Officials with the Corps insisted that local authorities had final
say on levee construction and sometimes balked at the cost of higher
standards.
People in Louisiana repeatedly echoed what Mayor Ray Nagin told us
in an interview the following day: The flooding in New Orleans was a
manmade disaster. The federal government, in their eyes, has a special
responsibility to repair the city.
The challenge, we saw over and over, isn't just rebuilding
structures but reestablishing all the tiny connections of daily life.
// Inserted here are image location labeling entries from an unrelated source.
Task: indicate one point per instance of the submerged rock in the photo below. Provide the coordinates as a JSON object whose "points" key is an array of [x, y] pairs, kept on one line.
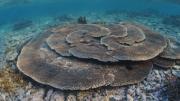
{"points": [[81, 57]]}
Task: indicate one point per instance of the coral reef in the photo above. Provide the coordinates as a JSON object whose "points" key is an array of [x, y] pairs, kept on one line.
{"points": [[74, 57], [173, 20], [10, 80]]}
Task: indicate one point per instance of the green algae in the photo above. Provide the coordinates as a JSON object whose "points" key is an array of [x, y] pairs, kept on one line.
{"points": [[10, 80]]}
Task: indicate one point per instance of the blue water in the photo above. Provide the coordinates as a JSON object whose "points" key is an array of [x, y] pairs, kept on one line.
{"points": [[34, 9]]}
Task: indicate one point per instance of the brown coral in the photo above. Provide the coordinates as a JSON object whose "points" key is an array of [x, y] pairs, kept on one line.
{"points": [[81, 57]]}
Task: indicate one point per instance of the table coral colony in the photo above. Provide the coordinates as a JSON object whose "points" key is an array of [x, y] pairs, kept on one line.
{"points": [[86, 56]]}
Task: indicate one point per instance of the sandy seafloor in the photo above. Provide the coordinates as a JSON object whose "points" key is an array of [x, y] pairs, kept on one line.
{"points": [[153, 88]]}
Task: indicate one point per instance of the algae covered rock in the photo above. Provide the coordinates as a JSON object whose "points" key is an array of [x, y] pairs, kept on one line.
{"points": [[81, 57]]}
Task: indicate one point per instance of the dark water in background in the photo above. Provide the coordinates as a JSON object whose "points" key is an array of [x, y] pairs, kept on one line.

Most traffic lights were still out, replaced by temporary four-way
stop signs. The downtown stores that we recognized from the pictures of
looting were still boarded up.
It's hard to conceive of how every part of normal life
disappeared or was disrupted. A deli had to bow out of making sandwiches
for our group because it didn't have enough workers. The upscale W
hotel, not yet officially opened when we stayed there, had technicians
acting as elevator operators while they tried to get the system to work
reliably. Sometimes, not a single lobby elevator would run, and we were
led to the freight elevator.
Charity Hospital was operating out of tents in the Convention
Center when we visited. Medical care, like so much else in the hurricane
zone, is in a chicken-and-egg dilemma. Facilities can't open up
until there are enough patients. But anyone with special medical needs
can't return until the healthcare system is running.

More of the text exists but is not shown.